Running this diag_shell executable moves us to the dockermgr user without any additional effort: Image

Accessing docker container as scada_operator

Unfortunately, we still don’t have permissions to run Docker commands, we’ll need to add ourselves to the docker group somehow.

Image

Attempting to use gpasswd will tell us we don’t have permission, as it requires sudo permissions, however newgrp seems to have worked:

Image

Now that we finally have permissions to run Docker, we can see a container that corresponds with the SCADA terminal that we found on port 9001:

Image

Executing bash inside the Docker container, we are now in.

Image

Inside the /opt/scada folder is a shell script and a Python script, looking at the source code of the Python script reveals the SCADA Unlock Passcode needed to access the Asylum Exit:

Image

Third Flag

Taking the unlock code to Port 8080, we can now obtain the 3rd flag:

Image

Now we can take all 3 flags we collected and exit the facility, doing so gets us an invite code & a link to the next Side Quest.

Image

Conclusion

This box was incredibly fun to do especially during the Christmas time, I learned a lot about how to use Docker, API pentesting techniques, as well as password cracking.
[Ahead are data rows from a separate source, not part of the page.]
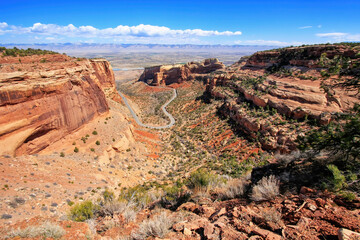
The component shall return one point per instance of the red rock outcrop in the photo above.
(41, 101)
(307, 56)
(296, 91)
(168, 74)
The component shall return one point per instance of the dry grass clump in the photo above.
(272, 215)
(158, 226)
(234, 188)
(46, 230)
(266, 189)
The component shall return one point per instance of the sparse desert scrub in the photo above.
(158, 226)
(272, 215)
(200, 180)
(232, 189)
(82, 211)
(266, 189)
(46, 230)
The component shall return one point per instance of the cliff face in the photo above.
(307, 56)
(47, 99)
(168, 74)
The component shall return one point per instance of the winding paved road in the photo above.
(172, 119)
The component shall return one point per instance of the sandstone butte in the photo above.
(45, 100)
(178, 73)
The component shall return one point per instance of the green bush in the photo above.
(200, 180)
(108, 195)
(338, 181)
(82, 211)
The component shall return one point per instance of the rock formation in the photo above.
(168, 74)
(288, 81)
(41, 100)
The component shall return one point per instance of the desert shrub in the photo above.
(232, 189)
(266, 189)
(174, 196)
(82, 211)
(108, 195)
(158, 226)
(272, 215)
(200, 180)
(137, 194)
(46, 230)
(338, 180)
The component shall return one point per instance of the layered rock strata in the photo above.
(41, 101)
(168, 74)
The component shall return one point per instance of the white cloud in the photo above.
(305, 27)
(267, 42)
(335, 34)
(140, 30)
(340, 36)
(3, 25)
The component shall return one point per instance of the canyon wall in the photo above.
(42, 101)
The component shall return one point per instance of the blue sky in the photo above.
(176, 22)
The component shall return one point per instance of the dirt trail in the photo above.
(163, 107)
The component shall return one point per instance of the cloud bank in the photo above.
(340, 36)
(140, 30)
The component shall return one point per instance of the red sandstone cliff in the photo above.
(41, 101)
(168, 74)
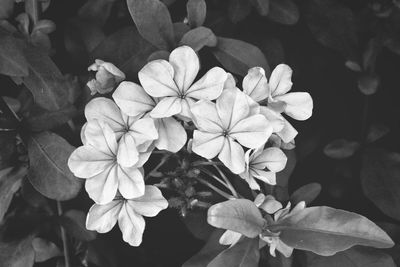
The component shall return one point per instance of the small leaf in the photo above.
(196, 10)
(326, 231)
(283, 11)
(238, 56)
(44, 249)
(245, 253)
(48, 172)
(198, 38)
(239, 215)
(307, 193)
(341, 149)
(153, 22)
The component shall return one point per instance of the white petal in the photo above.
(132, 225)
(151, 203)
(171, 135)
(130, 182)
(167, 107)
(232, 156)
(255, 84)
(207, 145)
(252, 132)
(102, 188)
(157, 80)
(186, 66)
(299, 105)
(210, 86)
(280, 81)
(106, 110)
(102, 218)
(132, 99)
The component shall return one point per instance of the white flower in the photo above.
(98, 161)
(134, 101)
(226, 125)
(173, 82)
(272, 158)
(107, 77)
(129, 214)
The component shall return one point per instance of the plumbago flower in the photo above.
(223, 127)
(129, 214)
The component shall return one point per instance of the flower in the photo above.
(272, 158)
(226, 125)
(134, 101)
(99, 162)
(107, 77)
(135, 136)
(173, 82)
(129, 214)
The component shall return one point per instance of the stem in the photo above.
(64, 237)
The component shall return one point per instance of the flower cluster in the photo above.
(244, 129)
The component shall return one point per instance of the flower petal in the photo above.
(130, 182)
(299, 105)
(167, 107)
(132, 99)
(210, 86)
(255, 84)
(232, 156)
(151, 203)
(206, 144)
(280, 81)
(102, 218)
(157, 80)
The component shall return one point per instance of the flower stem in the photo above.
(64, 238)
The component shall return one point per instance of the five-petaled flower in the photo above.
(129, 214)
(226, 125)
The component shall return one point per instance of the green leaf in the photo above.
(354, 257)
(239, 215)
(326, 231)
(380, 180)
(245, 253)
(307, 193)
(283, 11)
(196, 10)
(49, 172)
(198, 38)
(153, 21)
(238, 56)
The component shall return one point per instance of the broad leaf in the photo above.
(380, 180)
(198, 38)
(48, 172)
(245, 253)
(326, 231)
(238, 56)
(153, 21)
(239, 215)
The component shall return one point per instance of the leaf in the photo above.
(153, 22)
(198, 38)
(245, 253)
(74, 222)
(238, 56)
(354, 257)
(48, 172)
(380, 180)
(10, 182)
(341, 149)
(283, 11)
(326, 231)
(196, 10)
(44, 249)
(239, 215)
(307, 193)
This was by far one of the hardest ones I’ve managed to do without resorting to reading other people’s writeups.

Special shoutout to the TechMafia Discord server for helping me on numerous occasions where I was stuck and needed a good push in the right direction.

Sorry for the late release of this writeup, it should’ve been out & complete by January but I was too busy with life (plus the utter devil I call procrasination).